Gaza : le Maroc premier pays arabe à rejoindre la Force internationale de stabilisation

L'absence de représentation palestinienne directe au sein du Conseil de la Paix suscite des interrogations sur la légitimité et l'acceptation locale de cette mission

À la veille du sommet fondateur du Conseil de la Paix convoqué par le président américain Donald Trump à Washington, le Maroc rejoint l’Indonésie, l’Albanie et la Grèce au sein de la Force internationale de stabilisation (ISF) déployée dans la bande de Gaza. Une décision qui fait du Royaume la première nation arabe à intégrer cette mission.

C’est une annonce qui marque une étape cruciale dans la mise en œuvre de la « Phase II » du cessez-le-feu entre Israël et le Hamas. Selon des informations concordantes de la presse internationale, le Maroc, l’Albanie et la Grèce doivent rejoindre l’Indonésie au sein de la Force internationale de stabilisation (ISF) déployée à Gaza .

Cette force multinationale, mandatée par une résolution du Conseil de sécurité des Nations unies, aura pour mission de superviser les lignes de cessez-le-feu actuelles et de gérer les questions liées aux frontières du territoire palestinien .

Un engagement marocain sous le sceau des Accords d’Abraham

En intégrant cette coalition, le Maroc devient le premier pays arabe à contribuer militairement à cette mission de paix. Cette participation s’inscrit dans le prolongement des Accords d’Abraham de 2020, par lesquels Rabat a normalisé ses relations avec Israël . Selon le média The Diplomatic Insight, le royaume est en « discussions avancées avec les États-Unis » concernant le nombre de soldats qui seront déployés . Le site d’information marocain HESPRESS précise que selon les derniers chiffres publiés par l’ONU (datés du 31 décembre 2025), le Maroc compte déjà 1 484 personnels (militaires, officiers d’état-major, policiers) susceptibles d’être mobilisés dans ce type d’opérations .

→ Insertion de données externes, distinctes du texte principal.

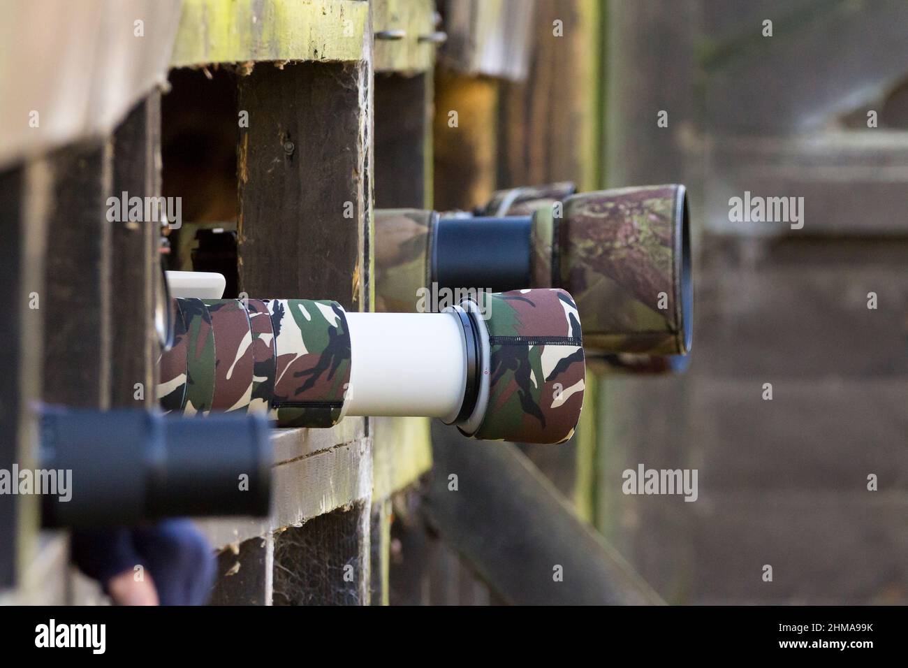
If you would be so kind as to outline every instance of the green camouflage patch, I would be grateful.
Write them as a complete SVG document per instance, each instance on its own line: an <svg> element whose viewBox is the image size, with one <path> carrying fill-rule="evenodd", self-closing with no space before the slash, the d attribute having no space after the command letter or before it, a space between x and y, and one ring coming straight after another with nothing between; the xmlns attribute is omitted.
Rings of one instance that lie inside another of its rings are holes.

L’Indonésie, premier pays à avoir officialisé son engagement, a déjà prévu un déploiement massif. « L’Indonésie s’est engagée à fournir jusqu’à 8 000 soldats d’ici juin, avec une première vague de 1 000 militaires attendue dès avril », a précisé le porte-parole militaire indonésien, le général de brigade Donny Pramono, cité par The Diplomatic Insight. Il a tenu à souligner que cette mission, à vocation humanitaire et de maintien de la paix (incluant un soutien médical et du génie), « n’implique pas une normalisation des relations avec Israël » .

Le Conseil de la Paix, pierre angulaire du plan Trump

Ces annonces successives, intervenues en l’espace d’une semaine, créent un climat d’attente forte à l’approche de la réunion inaugurale du Conseil de la Paix (Board of Peace) , qui se tiendra le 19 février à Washington .

Ce sommet, présidé par Donald Trump, réunira des chefs d’État et des représentants de plus d’une vingtaine de nations . L’ordre du jour est double : formaliser les milliards de dollars d’aide promis pour la reconstruction de Gaza et finaliser les contours des contributions en troupes à l’ISF . Le ministre marocain des Affaires étrangères, Nasser Bourita, représentera le roi Mohammed VI à cette réunion, après que le Souverain a officiellement accepté l’invitation du président américain à rejoindre le Conseil en tant que membre fondateur .

Le Premier ministre pakistanais Shehbaz Sharif est également attendu à cette réunion . Donald Trump a salué cette initiative comme offrant un « potentiel illimité » pour une paix durable dans la région .

Des défis logistiques et politiques de taille

Malgré l’élan diplomatique, la mise en place de cette force, qui constituerait la première présence militaire étrangère significative dans la bande de Gaza depuis 1967, se heurte à des défis majeurs.

Les observateurs pointent plusieurs zones d’ombre : la structure de commandement de la force n’est pas encore clairement définie. Surtout, l’absence de représentation palestinienne directe au sein du Conseil de la Paix suscite des interrogations sur la légitimité et l’acceptation locale de cette mission. Le rôle du Hamas, qui contrôle toujours une partie de la société civile et des rouages sécuritaires de l’enclave, reste également la grande inconnue de cette équation complexe.